State Police attempt to assuage GOP concerns on new immigration policies

    The Pennsylvania State Police clarified their new policies on undocumented immigrants at a House hearing Wednesday. (Capital-Star photo by Stephen Caruso)

    In February, Republicans expressed grave concerns over new Pennsylvania State Police policies that limit cooperation with federal immigration authorities.

    Some state House Republicans went as far as saying Pennsylvania had been made a de-facto “sanctuary state.”

    In a follow-up hearing Wednesday, State Police officials told the House Judiciary Committee that their policies do not prevent cooperation with U.S. Immigration and Customs Enforcement. They only limit troopers from detaining or prolonging interactions with people who may be undocumented solely to give ICE time to arrive on the scene.

    “Unfortunately, there have been some public misconceptions,” Major James Degnan told the committee.

    Under the new policies, State Police no longer acknowledge administrative detainers, or civil requests from ICE to hold suspected undocumented immigrants.

    If a detainer is wrongly honored, state and local agencies can be held liable.
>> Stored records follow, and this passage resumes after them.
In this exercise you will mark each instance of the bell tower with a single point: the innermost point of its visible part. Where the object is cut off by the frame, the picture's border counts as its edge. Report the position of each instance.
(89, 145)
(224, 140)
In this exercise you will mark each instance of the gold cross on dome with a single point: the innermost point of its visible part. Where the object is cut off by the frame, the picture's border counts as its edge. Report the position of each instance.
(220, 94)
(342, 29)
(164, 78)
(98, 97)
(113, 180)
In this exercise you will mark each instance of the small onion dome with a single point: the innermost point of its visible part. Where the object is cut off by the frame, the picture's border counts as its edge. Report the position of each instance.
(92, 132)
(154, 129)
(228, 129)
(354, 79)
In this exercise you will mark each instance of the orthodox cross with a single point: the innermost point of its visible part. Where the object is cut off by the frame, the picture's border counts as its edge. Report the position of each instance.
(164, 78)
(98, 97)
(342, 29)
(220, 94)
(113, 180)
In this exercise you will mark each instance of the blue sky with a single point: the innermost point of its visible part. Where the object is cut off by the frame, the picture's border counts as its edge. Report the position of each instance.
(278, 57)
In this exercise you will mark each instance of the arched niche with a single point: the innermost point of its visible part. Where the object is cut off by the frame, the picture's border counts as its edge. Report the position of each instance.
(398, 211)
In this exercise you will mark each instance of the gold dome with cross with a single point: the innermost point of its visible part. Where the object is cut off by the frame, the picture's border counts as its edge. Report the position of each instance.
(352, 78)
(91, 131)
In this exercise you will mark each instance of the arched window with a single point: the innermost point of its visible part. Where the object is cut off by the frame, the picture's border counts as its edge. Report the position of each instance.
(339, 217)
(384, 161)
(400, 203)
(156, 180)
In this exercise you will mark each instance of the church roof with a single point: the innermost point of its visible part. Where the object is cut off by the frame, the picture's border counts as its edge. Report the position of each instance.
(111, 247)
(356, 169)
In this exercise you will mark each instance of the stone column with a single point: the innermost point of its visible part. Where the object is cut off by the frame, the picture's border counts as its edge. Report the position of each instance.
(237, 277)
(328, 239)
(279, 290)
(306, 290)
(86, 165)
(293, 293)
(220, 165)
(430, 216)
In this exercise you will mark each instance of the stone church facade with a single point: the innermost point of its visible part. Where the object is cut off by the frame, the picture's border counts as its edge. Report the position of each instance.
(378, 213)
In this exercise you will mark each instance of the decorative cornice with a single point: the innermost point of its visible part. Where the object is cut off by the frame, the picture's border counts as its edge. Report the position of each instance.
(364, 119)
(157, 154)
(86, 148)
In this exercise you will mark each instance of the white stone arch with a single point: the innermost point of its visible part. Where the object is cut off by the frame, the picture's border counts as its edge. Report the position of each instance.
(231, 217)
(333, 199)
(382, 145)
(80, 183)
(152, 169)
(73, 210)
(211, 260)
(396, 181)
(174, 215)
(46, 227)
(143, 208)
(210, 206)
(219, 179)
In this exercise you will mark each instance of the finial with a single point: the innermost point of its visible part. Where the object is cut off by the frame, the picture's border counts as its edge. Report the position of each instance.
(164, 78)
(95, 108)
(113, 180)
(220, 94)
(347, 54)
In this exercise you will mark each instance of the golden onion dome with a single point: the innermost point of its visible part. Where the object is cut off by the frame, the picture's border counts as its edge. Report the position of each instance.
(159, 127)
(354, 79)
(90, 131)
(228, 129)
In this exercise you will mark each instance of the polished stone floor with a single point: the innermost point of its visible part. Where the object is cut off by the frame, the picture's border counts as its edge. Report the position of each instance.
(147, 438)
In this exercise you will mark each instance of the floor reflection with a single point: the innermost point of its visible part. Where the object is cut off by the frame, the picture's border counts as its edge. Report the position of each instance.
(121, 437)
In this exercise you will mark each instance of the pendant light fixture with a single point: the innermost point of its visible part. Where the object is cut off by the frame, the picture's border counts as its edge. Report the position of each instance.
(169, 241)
Such a case kept an American citizen of Puerto Rican descent in prison for three days in November 2008 and led Lehigh County to no longer comply with detainers. The individual also won $145,000 in damages.

    Some Republicans were still not satisfied, including Rep. Martina White, R-Philadelphia, who has previously pushed to punish cities that limit cooperation with ICE.

    She compared the State Police policy to ignoring a request from Interpol, an international police agency, to question the logic.

    After the meeting, White did not clarify her point, but said she appreciates the State Police’s efforts in making sure their policy “is very clear, concise, and consistent with federal law.”

    Kerri Talbot, an immigration attorney with The Immigration Hub, a progressive think tank, didn’t buy into the comparison.

    She said State Police would be able to see any outstanding Interpol requests through a typical federal database. These requests would be backed by a judge’s order.

    “Information in Interpol would be criminal warrants from other countries,” Talbot said. “Immigration detainers are just a request to hold someone to look into their [immigration] status, which is a civil violation. So they are not comparable.”

    Whether the hearing will inspire further legislative action is unclear. Rep. Tarah Toohil, R-Luzerne, suggested that lawmakers apply the new State Police rules to every commonwealth police agency.

    For some Republicans, the issue isn’t the State Police.

    Degnan told the story of a case where ICE didn’t respond to eight different requests to pick up an undocumented immigrant. Rep. Barry Jozwiak, R-Berks, pinned the blame on the feds.

    “It’s ICE who’s not doing what they’re supposed to do,” Jozwiak said.